Traditional hardware trigger systems focus on one set of signal characteristics at a time, excluding other conditions, so isolating a wide range of problems often requires sequencing through different trigger types. Tektronix Search and Mark complements the Pinpoint trigger system with the ability to perform multiple searches simultaneously, so you can efficiently detect multiple conditions on multiple signals.

 

Figure 7. Advanced search and multiple search methods of Cunji.

Figure 7 illustrates how multiple searches within ASM can be applied to a signal to search for problems simultaneously. ASM allows up to eight searches to be applied simultaneously, so a large number of events can be detected on one or more waveforms. FastAcq reveals signal problems including misplaced edges and occasional transitions that stay between thresholds too long or never complete.

 

Figure 8. Glitch and window search selected.

 

In Figure 8, we have selected Glitch Search and Window Search from the Search palette, which appear in the table on the right. Up to six additional searches can be defined and applied to Channel 1 or other channels. The user can scan multiple channels for multiple problem conditions without having to reconfigure. Each search has unique settings, such as defining additional glitches for Ch1.

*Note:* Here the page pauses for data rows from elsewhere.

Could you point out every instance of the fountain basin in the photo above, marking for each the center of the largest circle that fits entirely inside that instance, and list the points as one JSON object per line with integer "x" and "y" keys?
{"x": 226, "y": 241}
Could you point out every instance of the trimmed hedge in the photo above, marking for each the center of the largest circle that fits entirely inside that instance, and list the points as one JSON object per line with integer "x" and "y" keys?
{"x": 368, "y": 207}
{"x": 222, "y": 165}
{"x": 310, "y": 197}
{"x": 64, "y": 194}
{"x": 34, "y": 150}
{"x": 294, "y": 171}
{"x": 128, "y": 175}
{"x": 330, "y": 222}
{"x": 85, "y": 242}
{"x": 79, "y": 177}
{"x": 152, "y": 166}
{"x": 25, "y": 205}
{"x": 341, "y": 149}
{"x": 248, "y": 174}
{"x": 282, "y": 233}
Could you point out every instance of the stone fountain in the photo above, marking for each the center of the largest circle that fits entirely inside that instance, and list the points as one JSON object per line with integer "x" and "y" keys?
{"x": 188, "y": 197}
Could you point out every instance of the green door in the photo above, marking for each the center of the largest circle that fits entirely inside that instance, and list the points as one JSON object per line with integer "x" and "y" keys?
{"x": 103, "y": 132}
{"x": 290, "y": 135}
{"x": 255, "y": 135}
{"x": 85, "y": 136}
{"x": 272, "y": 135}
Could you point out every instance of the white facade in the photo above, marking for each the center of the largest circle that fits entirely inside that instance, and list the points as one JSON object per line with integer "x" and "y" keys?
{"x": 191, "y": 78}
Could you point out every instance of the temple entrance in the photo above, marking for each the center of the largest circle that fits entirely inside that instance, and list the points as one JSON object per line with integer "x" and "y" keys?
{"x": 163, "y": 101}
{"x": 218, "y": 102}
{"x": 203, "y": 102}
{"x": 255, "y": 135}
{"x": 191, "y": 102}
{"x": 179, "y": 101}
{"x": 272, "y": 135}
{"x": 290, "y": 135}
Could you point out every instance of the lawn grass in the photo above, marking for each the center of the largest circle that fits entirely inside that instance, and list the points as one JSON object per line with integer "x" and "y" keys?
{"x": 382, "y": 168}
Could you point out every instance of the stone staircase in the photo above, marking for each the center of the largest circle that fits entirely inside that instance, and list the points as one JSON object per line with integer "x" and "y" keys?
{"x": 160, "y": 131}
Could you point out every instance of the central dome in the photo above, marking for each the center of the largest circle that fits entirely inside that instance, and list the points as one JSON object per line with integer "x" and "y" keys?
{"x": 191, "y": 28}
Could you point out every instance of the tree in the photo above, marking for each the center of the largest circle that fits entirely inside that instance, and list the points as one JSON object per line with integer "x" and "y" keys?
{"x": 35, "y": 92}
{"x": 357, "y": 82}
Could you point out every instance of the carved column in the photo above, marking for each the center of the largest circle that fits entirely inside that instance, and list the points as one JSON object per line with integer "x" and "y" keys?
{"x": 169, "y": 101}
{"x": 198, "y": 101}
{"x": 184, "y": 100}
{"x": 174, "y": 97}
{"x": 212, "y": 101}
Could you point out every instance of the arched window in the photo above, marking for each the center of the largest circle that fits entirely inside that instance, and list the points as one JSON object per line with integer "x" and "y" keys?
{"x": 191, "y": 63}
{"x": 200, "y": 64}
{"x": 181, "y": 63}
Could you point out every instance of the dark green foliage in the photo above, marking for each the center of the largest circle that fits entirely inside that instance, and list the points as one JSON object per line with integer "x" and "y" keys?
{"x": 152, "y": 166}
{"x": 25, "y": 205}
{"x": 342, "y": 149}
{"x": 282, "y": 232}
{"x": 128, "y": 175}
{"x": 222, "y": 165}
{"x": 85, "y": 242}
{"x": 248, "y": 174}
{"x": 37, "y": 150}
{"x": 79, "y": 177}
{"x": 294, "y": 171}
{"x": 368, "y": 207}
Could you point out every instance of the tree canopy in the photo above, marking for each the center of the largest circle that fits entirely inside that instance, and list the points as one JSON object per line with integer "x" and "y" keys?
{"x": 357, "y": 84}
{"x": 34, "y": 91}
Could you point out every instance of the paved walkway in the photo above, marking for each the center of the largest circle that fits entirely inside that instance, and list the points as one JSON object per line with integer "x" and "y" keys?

Search, but use different threshold or width values.

 

Figure 9. Window search.

The controls used to define a window search are similar to glitch search. In Figure 9, the window trigger is configured to capture signals that enter the region specified by the upper and lower thresholds and remain in that region for more than 5 ns. Other forms of window search can detect signals that pass outside of the specified region, such as excessive overshoot above or below the normal range of the signal.

[page]

Figure 10. Glitch search and window search results.

 

Figure 11. Results table.

Figure 10 shows the results of applying these two searches. Note the green markers at the top of the screen indicating that any of the search criteria have been met. In this example, the user has navigated to the last marker, viewed in the zoomed view. Figure 11 is a table of the results of these two searches. Note the combination of window and glitch events found, along with the time location and description information.

 

In addition to being able to exchange devices with the Pinpoint trigger system, which increases productivity by finding repetitive, complex events in long record acquisitions, Advanced Search and Mark provides much more functionality to deliver useful results to the user.

 

Figure 12. Results table.

As shown in Figure 12, the ASM results table provides an efficient tool for summarizing trigger events, navigating each event in a long record, and calculating precise timing measurements over large intervals.

 

ASM has the ability to stop waveform acquisition when an event is found, which can work as a pseudo-trigger mode, where waveforms are acquired and scanned using one or more search methods. If at least one match is found, acquisition stops and a marker is placed to indicate each match. If no match is found, another record is acquired (assuming Run Continuous acquisition mode), and the process repeats.

 

Therefore, you can use ASM to search for real-time or math waveforms as pseudo triggers. This mode of operation is not as vigilant as a hardware trigger because it takes longer to perform software-based post-processing to find the event than a hardware-based trigger acquisition, but the ASM search method provides additional flexibility and accuracy when events occur frequently.